Seeing as though there are no raring packages in the ppa 'apt-get update' will ignore the source, so no jupiter available

You can wait till such time as there is a raring package or install the quantal version & see, whether you should do that, *I've   no idea at all..*
If inclined to try you could either download the quantal jupiter package from ppa page directly & install or  edit your sources list as in screen, update, ect.

----------


## JMB74

Jupiter has been retired and is not compatible with kernel 3.7 onwards.

----------


## rrnbtter

Greetings,
It's been there for me and doing fine.

rrnbtter-Satellite-L305 3.9.0-030900rc3-generic #201303171935 SMP Sun Mar 17 23:44:49 UTC 2013 i686 i686 i686 GNU/Linux

----------


## JMB74

Maybe it behaves a bit better with 3.9?

https://bugs.launchpad.net/jupiter-project/+bug/1091510

It has still been retired though. 

http://www.fewt.com/2012/12/an-impor...t-jupiter.html

----------


## cariboo

fewt commented about retiring Jupiter in the Fuduntu thread here

----------


## kobras

ok, thank you.
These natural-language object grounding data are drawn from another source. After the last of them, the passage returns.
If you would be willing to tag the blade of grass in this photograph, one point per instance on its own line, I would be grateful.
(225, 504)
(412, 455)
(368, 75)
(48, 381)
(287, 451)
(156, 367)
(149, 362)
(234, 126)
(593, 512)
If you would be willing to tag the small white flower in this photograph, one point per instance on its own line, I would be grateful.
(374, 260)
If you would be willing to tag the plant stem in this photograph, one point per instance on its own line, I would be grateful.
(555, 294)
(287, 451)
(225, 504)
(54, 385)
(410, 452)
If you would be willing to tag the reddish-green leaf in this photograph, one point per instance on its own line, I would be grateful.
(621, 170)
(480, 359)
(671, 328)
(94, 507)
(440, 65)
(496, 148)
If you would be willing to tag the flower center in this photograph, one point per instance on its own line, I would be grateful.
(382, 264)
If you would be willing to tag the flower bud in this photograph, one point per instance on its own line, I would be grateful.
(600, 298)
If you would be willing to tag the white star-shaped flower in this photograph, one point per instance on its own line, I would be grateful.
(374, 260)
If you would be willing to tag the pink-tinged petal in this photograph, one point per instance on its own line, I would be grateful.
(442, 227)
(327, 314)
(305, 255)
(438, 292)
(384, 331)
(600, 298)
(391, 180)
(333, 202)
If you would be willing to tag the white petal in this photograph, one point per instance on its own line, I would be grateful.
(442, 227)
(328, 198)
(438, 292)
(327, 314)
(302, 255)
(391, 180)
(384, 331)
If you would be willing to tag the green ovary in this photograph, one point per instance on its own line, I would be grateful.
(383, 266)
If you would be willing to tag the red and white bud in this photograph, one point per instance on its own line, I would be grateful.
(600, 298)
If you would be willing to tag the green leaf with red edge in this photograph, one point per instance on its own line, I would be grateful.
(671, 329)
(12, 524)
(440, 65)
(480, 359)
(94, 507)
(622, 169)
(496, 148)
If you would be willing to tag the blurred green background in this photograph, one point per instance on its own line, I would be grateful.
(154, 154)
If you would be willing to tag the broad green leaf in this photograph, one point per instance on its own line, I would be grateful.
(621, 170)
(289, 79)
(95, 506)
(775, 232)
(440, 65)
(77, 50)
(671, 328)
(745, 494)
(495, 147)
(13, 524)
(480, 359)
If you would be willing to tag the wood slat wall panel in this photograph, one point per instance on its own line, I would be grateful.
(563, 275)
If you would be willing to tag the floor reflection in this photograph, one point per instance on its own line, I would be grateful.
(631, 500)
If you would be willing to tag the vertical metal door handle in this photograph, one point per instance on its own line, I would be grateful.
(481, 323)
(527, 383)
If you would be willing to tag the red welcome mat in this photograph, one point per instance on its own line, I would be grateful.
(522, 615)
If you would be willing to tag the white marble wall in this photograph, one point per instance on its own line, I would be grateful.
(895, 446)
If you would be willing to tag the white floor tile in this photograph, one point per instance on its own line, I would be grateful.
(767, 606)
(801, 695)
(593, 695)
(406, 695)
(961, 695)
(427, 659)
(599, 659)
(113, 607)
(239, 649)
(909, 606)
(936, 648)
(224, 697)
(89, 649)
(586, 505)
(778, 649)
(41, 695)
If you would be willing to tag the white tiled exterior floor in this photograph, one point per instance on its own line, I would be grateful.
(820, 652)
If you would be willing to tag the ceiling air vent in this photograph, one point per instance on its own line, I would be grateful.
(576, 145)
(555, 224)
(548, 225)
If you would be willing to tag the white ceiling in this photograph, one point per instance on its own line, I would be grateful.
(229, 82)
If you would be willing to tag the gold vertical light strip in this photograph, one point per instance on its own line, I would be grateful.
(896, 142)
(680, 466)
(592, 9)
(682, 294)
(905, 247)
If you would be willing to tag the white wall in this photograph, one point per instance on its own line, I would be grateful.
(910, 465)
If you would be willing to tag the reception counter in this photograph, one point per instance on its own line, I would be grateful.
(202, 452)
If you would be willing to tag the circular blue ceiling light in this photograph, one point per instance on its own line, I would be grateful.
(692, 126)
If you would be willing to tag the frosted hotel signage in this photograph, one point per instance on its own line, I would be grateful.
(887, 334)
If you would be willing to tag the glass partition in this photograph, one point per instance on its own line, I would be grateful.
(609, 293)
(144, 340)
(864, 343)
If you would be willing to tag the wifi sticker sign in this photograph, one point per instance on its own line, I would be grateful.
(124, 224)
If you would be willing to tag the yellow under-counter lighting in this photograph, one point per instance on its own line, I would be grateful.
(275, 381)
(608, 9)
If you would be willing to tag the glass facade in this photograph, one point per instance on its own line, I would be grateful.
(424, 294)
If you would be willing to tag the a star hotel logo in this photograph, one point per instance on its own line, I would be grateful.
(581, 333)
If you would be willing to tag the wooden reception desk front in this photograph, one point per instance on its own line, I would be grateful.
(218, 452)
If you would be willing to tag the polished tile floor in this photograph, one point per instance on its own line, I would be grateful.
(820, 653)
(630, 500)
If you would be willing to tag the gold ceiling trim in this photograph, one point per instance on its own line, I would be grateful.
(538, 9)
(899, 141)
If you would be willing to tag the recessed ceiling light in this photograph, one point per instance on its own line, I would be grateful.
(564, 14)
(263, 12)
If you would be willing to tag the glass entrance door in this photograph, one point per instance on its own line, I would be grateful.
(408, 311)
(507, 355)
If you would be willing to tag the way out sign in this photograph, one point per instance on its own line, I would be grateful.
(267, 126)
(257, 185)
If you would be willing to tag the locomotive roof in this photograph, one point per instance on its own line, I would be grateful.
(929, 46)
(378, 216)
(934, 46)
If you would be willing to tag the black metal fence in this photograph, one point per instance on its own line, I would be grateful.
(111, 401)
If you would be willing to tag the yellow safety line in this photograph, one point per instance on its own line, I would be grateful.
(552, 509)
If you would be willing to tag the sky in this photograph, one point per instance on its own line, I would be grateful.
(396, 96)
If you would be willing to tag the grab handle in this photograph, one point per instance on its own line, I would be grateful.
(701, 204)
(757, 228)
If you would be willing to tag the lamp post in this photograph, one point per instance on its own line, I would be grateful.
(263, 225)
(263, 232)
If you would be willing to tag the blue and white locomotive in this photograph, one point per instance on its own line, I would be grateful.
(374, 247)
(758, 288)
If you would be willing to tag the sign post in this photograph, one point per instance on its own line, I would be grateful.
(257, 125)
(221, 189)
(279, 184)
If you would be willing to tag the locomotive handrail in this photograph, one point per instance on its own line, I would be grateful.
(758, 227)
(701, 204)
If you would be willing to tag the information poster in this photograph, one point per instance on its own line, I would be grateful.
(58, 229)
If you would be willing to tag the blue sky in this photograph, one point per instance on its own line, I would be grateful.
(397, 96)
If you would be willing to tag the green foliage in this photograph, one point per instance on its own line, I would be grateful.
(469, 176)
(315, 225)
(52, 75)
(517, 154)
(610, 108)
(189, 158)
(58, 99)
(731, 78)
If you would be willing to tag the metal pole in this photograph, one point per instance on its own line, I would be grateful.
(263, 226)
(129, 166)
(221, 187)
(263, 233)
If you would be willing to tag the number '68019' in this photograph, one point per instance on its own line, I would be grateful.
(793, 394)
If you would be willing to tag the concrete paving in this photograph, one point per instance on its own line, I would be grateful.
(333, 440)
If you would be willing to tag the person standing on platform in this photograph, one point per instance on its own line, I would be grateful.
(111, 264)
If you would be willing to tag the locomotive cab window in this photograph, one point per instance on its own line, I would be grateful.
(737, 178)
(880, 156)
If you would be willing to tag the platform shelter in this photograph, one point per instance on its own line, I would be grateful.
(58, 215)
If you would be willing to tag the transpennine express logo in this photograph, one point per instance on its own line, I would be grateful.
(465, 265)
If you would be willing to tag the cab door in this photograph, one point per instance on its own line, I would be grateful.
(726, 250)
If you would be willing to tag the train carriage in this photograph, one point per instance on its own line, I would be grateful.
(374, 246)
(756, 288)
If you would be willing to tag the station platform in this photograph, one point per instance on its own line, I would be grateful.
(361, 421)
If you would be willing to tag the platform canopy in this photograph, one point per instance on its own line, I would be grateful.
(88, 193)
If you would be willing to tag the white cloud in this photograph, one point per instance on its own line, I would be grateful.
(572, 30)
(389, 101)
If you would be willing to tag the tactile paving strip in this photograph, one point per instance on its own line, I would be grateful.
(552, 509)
I have decided to install ubuntu 12.10

----------


## Hum137

Hi!, I get the same problem, but did you try with gnome-power-manager or bumblebee? maybe that can do the job while Jupiter release a new version

----------


## cariboo

> Hi!, I get the same problem, but did you try with gnome-power-manager or bumblebee? maybe that can do the job while Jupiter release a new version


There won't be a new version of Jupiter, according to the author, improvements have been made in the kernel and most distributions, so it isn't needed any more.

----------


## monkeybrain2012

Jupiter is no more. But there may be a replacement
http://www.webupd8.org/2013/04/impro...y-life-in.html

----------


## montag dp

> Jupiter is no more. But there may be a replacement
> http://www.webupd8.org/2013/04/impro...y-life-in.html


Yup, I've been using TLP with good results since Jupiter went away.  It certainly saves some watts.

----------


## kevpan815

This is a Ubuntu + 1 Forum! Only Discuss 13.10 in this Forum! Just FYI!

----------